Por las paredes del patio
trepaban algas
y había dos perros
y libros en inglés.
Sacaba fotos para mostrarte
cómo íbamos a vivir
pero algo fallaba
con la luz
y la casa al final
se la quedaba una familia.
Yo entendía que también
podemos tener mala suerte.
Y no es sólo esta reinterpretación de la catástrofe lo que nos tranquiliza, sino también un tono que tiene la virtud de hacernos dudar –lo cual es, a mi entender, una gran virtud–. De hacernos pensar “¿qué se me está diciendo?¿qué me pasa ante esta escena? ¿es graciosa? ¿es metafísica? ¿es una metáfora?”.

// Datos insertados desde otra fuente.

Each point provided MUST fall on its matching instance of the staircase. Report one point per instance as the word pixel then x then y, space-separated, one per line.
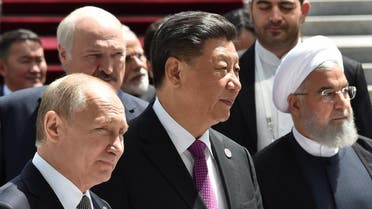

Por otra parte el miedo suele ser conjurado con humor, y todos estos poemas de Lara están atravesados por un humor de semisonrisa, casi resignado. Les leo un ejemplo:
Son fotos sacadas de noche. Por todas partes
las estrellas del flash en los vidrios
latitas de Brahma
ceniceros llenos, más colillas
de pie sobre la mesa y un táper
con restos de guacamole, una bandeja
de varios pisos para cupcakes.
Manteles de encaje blanco.
Estarían borrachos, después de la fiesta,
dirían: ¿y si vendemos la casa?
¿Y si la vendemos ahora?
Sin embargo, a pesar de esta mesura que parece llevar más a no decir que a decir, el decir se filtra a cada rato. Y es el amor –para volver a lo que decía antes y aunque pueda sonar cursi– lo que hace que el decir se abra paso. Leo un poema:
De espaldas al sol
que cae, al agua turbia
de la pelopincho
que va aquietándose
hablamos: toda la vida
nos pasó lo mismo
a esta hora de la tarde
cuando cruzan el cielo
casi blanco las palomas
de vuelta a sus agujeros.
Me parece mejor no decir
nada por ahora
del terror
a lo mecánico de su vuelo
a todo lo que se repite
y parece perfecto.
Es sabido que para no tentar a la catástrofe hay que hablar en voz baja. Y hay que hacer florecer cábalas, saltearse declaraciones, a veces mantener silencios prudentes. Tal vez sea por eso que las palabras y el tono que Lara elige para estos poemas son discretos, más de la observación que de la efusión. Son las palabras diarias (paloma, cielo, pelopincho) ubicadas con calma y precisión en la estructura de esa maquinaria terrenal a la que llamamos poema. Las palabras diarias que, acomodadas con intuición y sobre todo con oído, logran hacer surgir, en el momento menos esperado, el esplendor de la emoción.
Laura Wittner, agosto 2019
Lara Segade
Nació en Buenos Aires en 1981. Es Doctora en Letras por la Universidad de Buenos Aires, y da clases en Literatura Argentina I (UBA), Teoría y Análisis Literario (UNA) y en la Maestría de Periodismo Narrativo (UNSAM).